El acusado señala que la denuncia de la víctima es “una venganza”

Declaración. Reconoció haber sido cliente de la agredida pero aseguró que el día de los hechos no se encontraba en Salamanca. Conclusión. El Ministerio Público mantiene la pena de seis años de cárcel
e. g.

El procesado por un delito de homicidio en grado de tentativa, acusado de asestar dos cortes en el cuello a la empleada de un club de la capital, justificó su presencia ante el tribunal como un acto de “venganza” de la víctima, pues aseguró que el día que se cometió la agresión se encontraba fuera de Salamanca, ya que residía en Valencia desde 2006.

Durante su comparecencia en la sala de vistas de la Audiencia Provincial, el imputado, cuya identidad responde a las iniciales M. B., reconoció que conoce a la víctima desde el año 2002, una mujer de 52 años, ya que fue cliente suyo tanto en el club donde ella trabajaba como en su domicilio, en la avenida de Italia, número 8, lugar donde acudió “en dos o tres ocasiones”. Relató también que en el año 2005 tuvo un altercado con la víctima, la cual le denunció por el presunto robo de una cadena de oro. Desde ese momento, “no la volví a ver más, ni a tener más contacto con ella”, señaló el imputado, que se trasladó al siguiente año a trabajar a Valencia.

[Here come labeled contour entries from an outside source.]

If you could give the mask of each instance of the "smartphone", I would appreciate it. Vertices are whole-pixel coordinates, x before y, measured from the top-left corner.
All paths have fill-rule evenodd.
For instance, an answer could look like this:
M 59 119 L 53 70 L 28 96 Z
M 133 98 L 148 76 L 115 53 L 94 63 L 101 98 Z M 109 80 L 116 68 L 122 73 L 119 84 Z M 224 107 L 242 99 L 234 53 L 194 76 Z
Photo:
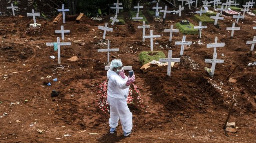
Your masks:
M 133 75 L 133 70 L 129 70 L 129 77 L 131 77 Z

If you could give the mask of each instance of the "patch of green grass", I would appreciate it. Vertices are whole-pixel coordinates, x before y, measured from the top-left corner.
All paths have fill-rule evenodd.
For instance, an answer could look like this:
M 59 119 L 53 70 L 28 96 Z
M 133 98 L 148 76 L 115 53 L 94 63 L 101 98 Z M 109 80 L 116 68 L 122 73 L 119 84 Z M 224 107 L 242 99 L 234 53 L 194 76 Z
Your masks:
M 143 51 L 139 55 L 139 60 L 142 65 L 149 63 L 153 60 L 158 61 L 159 59 L 166 57 L 164 53 L 162 51 L 153 51 L 152 54 L 151 51 Z
M 114 17 L 114 15 L 113 15 L 111 16 L 112 17 Z M 119 16 L 118 16 L 117 19 L 119 20 L 119 22 L 118 22 L 118 25 L 125 25 L 125 22 L 124 21 L 124 18 L 123 18 L 123 16 L 122 15 L 120 15 Z M 109 22 L 111 23 L 112 22 L 112 20 L 109 20 Z
M 179 30 L 179 32 L 184 34 L 198 34 L 197 29 L 194 29 L 194 25 L 190 23 L 190 24 L 181 24 L 178 22 L 175 24 L 175 26 Z
M 131 17 L 131 20 L 138 21 L 145 21 L 145 22 L 146 23 L 146 24 L 149 24 L 149 21 L 147 21 L 147 18 L 146 18 L 146 17 L 145 17 L 145 16 L 144 15 L 144 14 L 143 14 L 142 13 L 141 11 L 140 11 L 140 13 L 139 14 L 139 17 L 142 17 L 143 18 L 143 19 L 142 20 L 132 20 L 131 18 L 136 17 L 136 13 L 135 11 L 129 11 L 129 15 Z
M 207 24 L 208 23 L 214 23 L 214 21 L 212 19 L 211 19 L 206 15 L 203 14 L 202 14 L 202 16 L 199 14 L 194 15 L 192 17 L 192 18 L 195 21 L 198 22 L 202 21 L 202 24 Z

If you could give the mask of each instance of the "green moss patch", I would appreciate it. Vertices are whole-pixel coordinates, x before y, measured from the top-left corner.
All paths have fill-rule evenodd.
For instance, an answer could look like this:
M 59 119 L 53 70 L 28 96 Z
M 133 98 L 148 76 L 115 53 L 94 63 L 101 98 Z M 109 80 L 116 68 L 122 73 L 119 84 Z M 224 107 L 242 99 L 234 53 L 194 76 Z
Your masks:
M 162 51 L 143 51 L 139 55 L 139 60 L 142 65 L 149 63 L 153 60 L 158 61 L 159 59 L 165 58 L 165 55 Z
M 195 21 L 198 22 L 202 21 L 202 24 L 207 24 L 208 23 L 214 23 L 214 21 L 212 19 L 211 19 L 206 15 L 203 14 L 202 14 L 201 16 L 198 14 L 194 15 L 192 17 L 192 18 Z
M 146 18 L 146 17 L 145 17 L 145 16 L 140 11 L 140 13 L 139 14 L 139 17 L 142 17 L 143 18 L 142 20 L 132 20 L 132 18 L 133 17 L 136 17 L 136 13 L 133 11 L 129 11 L 129 15 L 130 17 L 131 17 L 131 20 L 133 20 L 133 21 L 145 21 L 145 22 L 146 23 L 146 24 L 149 24 L 149 22 L 147 21 L 147 18 Z
M 198 34 L 198 29 L 194 29 L 194 25 L 190 23 L 189 24 L 181 24 L 178 22 L 175 24 L 175 26 L 179 30 L 179 32 L 188 34 Z
M 114 15 L 113 15 L 111 16 L 112 17 L 114 17 Z M 120 15 L 117 16 L 117 19 L 118 20 L 119 20 L 119 22 L 118 22 L 118 24 L 119 25 L 125 25 L 125 22 L 124 21 L 124 18 L 123 18 L 123 16 L 122 15 Z M 112 20 L 109 20 L 109 22 L 111 23 L 112 22 Z

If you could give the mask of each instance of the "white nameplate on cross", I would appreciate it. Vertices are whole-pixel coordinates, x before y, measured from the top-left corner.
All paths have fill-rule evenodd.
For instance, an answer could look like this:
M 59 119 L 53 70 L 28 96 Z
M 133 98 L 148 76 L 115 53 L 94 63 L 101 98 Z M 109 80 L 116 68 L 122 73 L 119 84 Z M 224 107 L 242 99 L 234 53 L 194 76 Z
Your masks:
M 225 43 L 217 43 L 217 42 L 218 42 L 218 37 L 215 37 L 215 41 L 214 41 L 214 43 L 212 44 L 207 44 L 206 48 L 214 48 L 213 50 L 213 53 L 215 53 L 216 52 L 216 50 L 217 47 L 223 47 L 225 46 Z
M 183 55 L 183 52 L 184 51 L 184 48 L 185 45 L 191 45 L 192 44 L 192 41 L 186 41 L 186 36 L 183 36 L 182 37 L 182 41 L 176 41 L 175 42 L 175 45 L 182 45 L 180 48 L 180 55 Z
M 54 46 L 54 43 L 46 43 L 46 46 Z M 71 43 L 70 42 L 60 43 L 60 38 L 57 38 L 57 44 L 58 46 L 58 62 L 59 64 L 60 64 L 60 46 L 70 46 Z
M 172 32 L 177 33 L 179 32 L 179 29 L 173 29 L 173 25 L 171 25 L 171 28 L 170 29 L 164 29 L 163 32 L 169 32 L 170 38 L 169 38 L 169 41 L 172 41 Z
M 13 4 L 11 4 L 11 6 L 10 7 L 7 7 L 6 8 L 7 9 L 12 9 L 13 10 L 13 15 L 14 16 L 15 16 L 15 13 L 14 13 L 14 10 L 15 10 L 15 11 L 18 11 L 16 9 L 18 9 L 18 7 L 14 7 L 13 6 Z
M 232 25 L 232 27 L 227 27 L 227 30 L 231 30 L 231 37 L 234 36 L 234 30 L 240 30 L 240 27 L 235 27 L 235 25 L 236 23 L 234 22 L 233 23 Z
M 202 8 L 202 7 L 201 7 Z M 207 28 L 207 26 L 202 26 L 202 22 L 199 22 L 199 26 L 194 26 L 194 29 L 198 29 L 199 30 L 199 37 L 201 39 L 201 35 L 202 33 L 202 29 L 203 28 Z
M 239 19 L 244 19 L 245 18 L 244 16 L 240 16 L 240 14 L 241 14 L 241 12 L 239 12 L 239 13 L 238 13 L 238 15 L 233 16 L 233 18 L 237 19 L 236 22 L 236 24 L 238 24 L 238 20 L 239 20 Z
M 153 35 L 153 30 L 150 30 L 150 36 L 143 36 L 144 38 L 150 38 L 150 50 L 151 52 L 153 52 L 153 38 L 159 38 L 161 37 L 160 35 Z
M 105 37 L 106 36 L 106 32 L 110 31 L 113 32 L 113 29 L 111 28 L 107 27 L 107 23 L 105 23 L 105 26 L 103 27 L 102 26 L 99 26 L 99 29 L 103 30 L 104 30 L 104 33 L 103 33 L 103 39 L 105 39 Z
M 211 19 L 215 19 L 215 21 L 214 22 L 214 25 L 217 25 L 217 23 L 218 22 L 218 20 L 223 20 L 224 19 L 224 17 L 220 17 L 219 15 L 220 15 L 220 13 L 217 13 L 216 14 L 216 16 L 211 16 L 210 18 Z
M 58 11 L 62 12 L 62 18 L 63 19 L 63 23 L 65 23 L 66 22 L 65 20 L 65 11 L 69 11 L 69 9 L 65 9 L 64 4 L 62 4 L 62 9 L 58 9 Z
M 107 63 L 109 63 L 109 52 L 119 51 L 119 48 L 110 49 L 109 48 L 109 41 L 107 41 L 107 49 L 98 49 L 98 52 L 107 52 Z
M 113 25 L 114 23 L 115 22 L 116 22 L 117 23 L 119 22 L 119 20 L 116 19 L 117 18 L 117 15 L 115 15 L 114 18 L 113 18 L 112 17 L 110 17 L 110 19 L 112 20 L 112 22 L 111 23 L 111 25 Z
M 172 58 L 172 50 L 169 50 L 168 51 L 168 59 L 159 59 L 160 62 L 168 63 L 168 64 L 167 66 L 167 75 L 169 76 L 171 76 L 172 62 L 179 62 L 180 61 L 180 58 Z
M 224 63 L 224 60 L 217 59 L 217 53 L 213 53 L 213 58 L 212 59 L 205 59 L 204 61 L 205 63 L 212 63 L 212 67 L 211 68 L 211 70 L 212 75 L 214 75 L 216 63 L 223 64 Z
M 34 20 L 34 23 L 36 23 L 36 16 L 40 16 L 40 13 L 34 13 L 34 9 L 32 9 L 32 13 L 28 13 L 27 14 L 27 16 L 33 16 L 33 20 Z
M 139 29 L 142 29 L 142 42 L 145 41 L 145 38 L 143 37 L 145 36 L 145 29 L 150 28 L 150 25 L 146 25 L 144 21 L 143 21 L 142 23 L 142 26 L 138 26 L 138 28 Z
M 61 33 L 61 39 L 63 40 L 64 40 L 64 33 L 69 33 L 70 31 L 69 30 L 64 30 L 64 26 L 61 25 L 60 26 L 61 30 L 55 30 L 56 33 Z

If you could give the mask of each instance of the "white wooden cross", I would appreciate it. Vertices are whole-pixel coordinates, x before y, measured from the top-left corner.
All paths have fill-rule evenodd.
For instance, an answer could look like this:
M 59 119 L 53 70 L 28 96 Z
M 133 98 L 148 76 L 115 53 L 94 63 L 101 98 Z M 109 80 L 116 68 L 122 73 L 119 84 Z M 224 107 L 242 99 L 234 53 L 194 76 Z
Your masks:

El día 31 de enero de 2009, momento en el que se produjo la agresión a la víctima, cuando ésta entraba en su domicilio, M. B. no se encontraba en Salamanca, según su versión. Ese día “estaba en Valencia. A las 11.00 horas llamé a mi jefe para que me diera un anticipo, después fui a comer con mi cuñada y, por la tarde, quedamos en un bar para aclarar las cuentas”, detalló. Acorde con esta declaración recalcó que ese día “no estaba en Salamanca, ya que me fui en 2006” y negó haber agredido a la víctima con un cuchillo. Por último, señaló que se enteró de esta denuncia cuando le detuvieron el 18 de marzo de 2009 mientras conducía junto con su jefe y fue llamado a declarar a los Juzgados de Valencia. El motivo de esta denuncia lo achacó a un acto de “venganza”: “La víctima me conoce, tuve problemas con ella en 2005 y cómo no consiguió nada, es una venganza”. Por su parte, la víctima, relató cómo sucedieron los hechos. Según su versión, en torno a las 19.00-19.30 horas del 31 de enero de 2009 estaba en su casa de la avenida de Italia con una amiga. “Ella se fue y yo bajé a buscar tabaco”. Posteriormente, cuando entró en su vivienda e iba a cerrar la puerta “me tapó la boca”, señaló. También aseguró que el presunto agresor iba acompañado de otro hombre rubio que no pudo identificar. “Me empujó hacia la habitación, me clavó un objeto en el cuello y no me acuerdo de nada más”. En la identificación del acusado con el presunto agresor, la víctima se mostró “muy segura” de que era él quien la agredió. Además, dejó claro que “no es una venganza” contra el encausado. “Yo ya me olvidé del robo de la cadena de oro, es una joya que no valía mucho, 800 o mil euros, pero no me esperaba que casi me matara”, puntualizó.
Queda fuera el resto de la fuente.